Ce que Claire m’explique, c’est que comme la routine est un mille-feuille géant, on peut changer certaines couches pour l’apprécier davantage. Personnellement, je trouve cette idée très poétique… et rassurante. J’avoue que je m’imaginais mal tout plaquer pour vivre une “van life”. Mon aventure à moi se déroule déjà dans ma tête. Mais je me demande si je ne finirai pas blasée malgré tout : est-ce que mon monde intérieur continuera d’être suffisamment riche pour que ma routine me comble sur le long terme, jusqu’à mes 40, 50, 60 ans, et plus ?
Routine et déambulateur
Et si la coupable derrière nos craintes de routine n’était pas en réalité… la peur de vieillir ? Une de mes collègues m’a un jour dit que le mot “routine” lui évoquait la vie de ses parents qu’elle trouvait un brin ennuyeuse et qu’elle s’efforçait, de ne pas marcher dans leurs pas. De mon côté, dès que je m’installe confortablement dans ma routine, je redoute les commentaires qu’on pourrait me faire. J’appréhende l’idée de renvoyer une image de petite mamie avant l’heure. J’ai le sentiment que la routine m’attend, tapie dans l’ombre, et finira par m’agripper par le col à un certain âge. Pourquoi l’assimile-t-on souvent à “un truc de vieux” ?

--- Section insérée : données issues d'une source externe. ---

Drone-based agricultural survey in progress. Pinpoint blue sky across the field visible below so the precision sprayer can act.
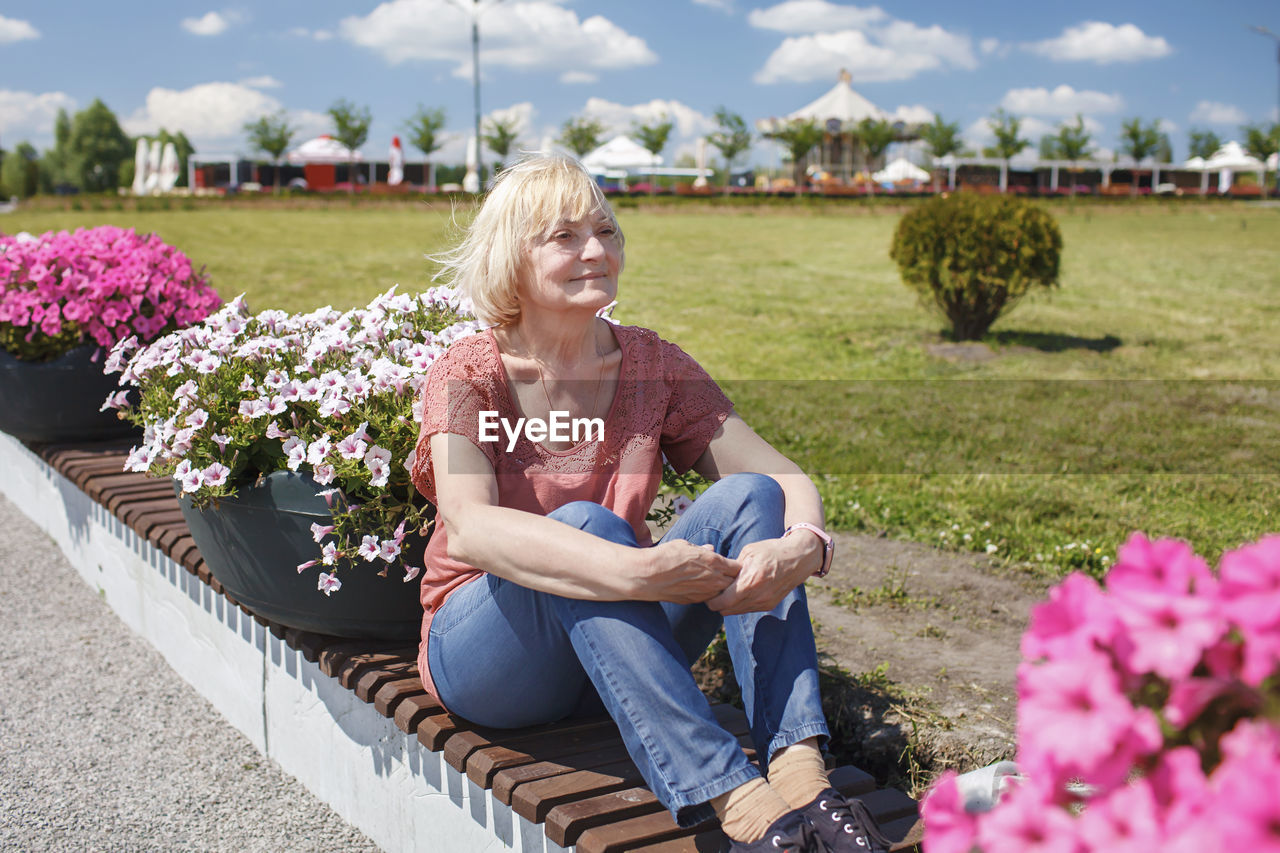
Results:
[0,0,1280,164]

Pour Claire Burel, c’est une association d’idées assez normale, car : « Plus on vieillit, plus on se désinvestit émotionnellement. Ce n’est pas systématiquement le cas, mais il arrive que chez certaines personnes, le cercle d’intérêts se réduise avec le temps. On vit souvent davantage dans le passé, dans la nostalgie. Notre curiosité ne nous anime plus comme quand nous étions jeunes et qu’on cherchait sans arrêt à expérimenter. Dans ce cas, il est bien plus difficile d’aller contre la loi de l’entropie. Alors effectivement, ce qui effraie beaucoup de personnes, c’est surtout de vieillir sans s’épanouir et faire de nouvelles découvertes ! Mais tant qu’on garde une part de curiosité, alors il n’y a pas à s’inquiéter. » Et c’est peut-être comme ça que tant de génies ont réussi à maintenir leur créativité tout au long de leur vie, même s’ils s’astreignaient à suivre une routine très rigoureuse. Il y a fort à parier que c’était le cas de Victor Hugo, Maya Angelou ou encore Charles Darwin dont les journées étaient organisées au millimètre près, comme on peut le découvrir dans l’ouvrage Daily Rituals de Mason Currey. Comme quoi, routine ne signifie pas forcément “mort de l’innovation”. « Le fait d’avoir une routine peut même libérer notre charge mentale pour nous permettre plus de créativité. Le plus important, c’est vraiment la curiosité ! », me confirme Claire.
Échappe-moi si tu peux
On en vient à la question fatidique. Celle qui me brûle les lèvres : aujourd’hui qui peut se vanter de n’avoir aucune routine ? Pour Claire Burel, personne. « Il y a autant de routines que d’existences ! Il est impossible de la fuir puisque, comme nous l’avons vu, la routine a plusieurs niveaux : nous sommes bien obligés d’avoir des routines neutres, des rituels, et des routines structurantes pour vivre ! » Un point que soutient Albert Moukheiber, docteur en neurosciences et psychologue : « La routine, c’est aussi ce qui nous permet de vivre en société, aux mêmes horaires que tout le monde. Je pense que beaucoup de personnes la rejettent, mais en réalité, ils sont en plein dedans et en ont besoin. C’est un peu comme la solitude, certains disent l’aimer, mais en réalité, ils ne la vivent pas si bien que ça, sinon ils ne scrolleraient pas pendant des heures sur les réseaux sociaux pour y pallier… Le tout, avec la routine, c’est surtout de déterminer si la nôtre nous épanouit, ou pas. » Si ce n’est pas le cas, pourquoi ne pas commencer à mettre en œuvre quelques petits changements ? Et si malgré tout, vous ne pouvez plus la piffrer, c’est qu’il est peut-être temps d’envisager des changements plus profonds et radicaux… Mais sachez qu’on ne peut pas éradiquer totalement la routine ! Et c’est tant mieux.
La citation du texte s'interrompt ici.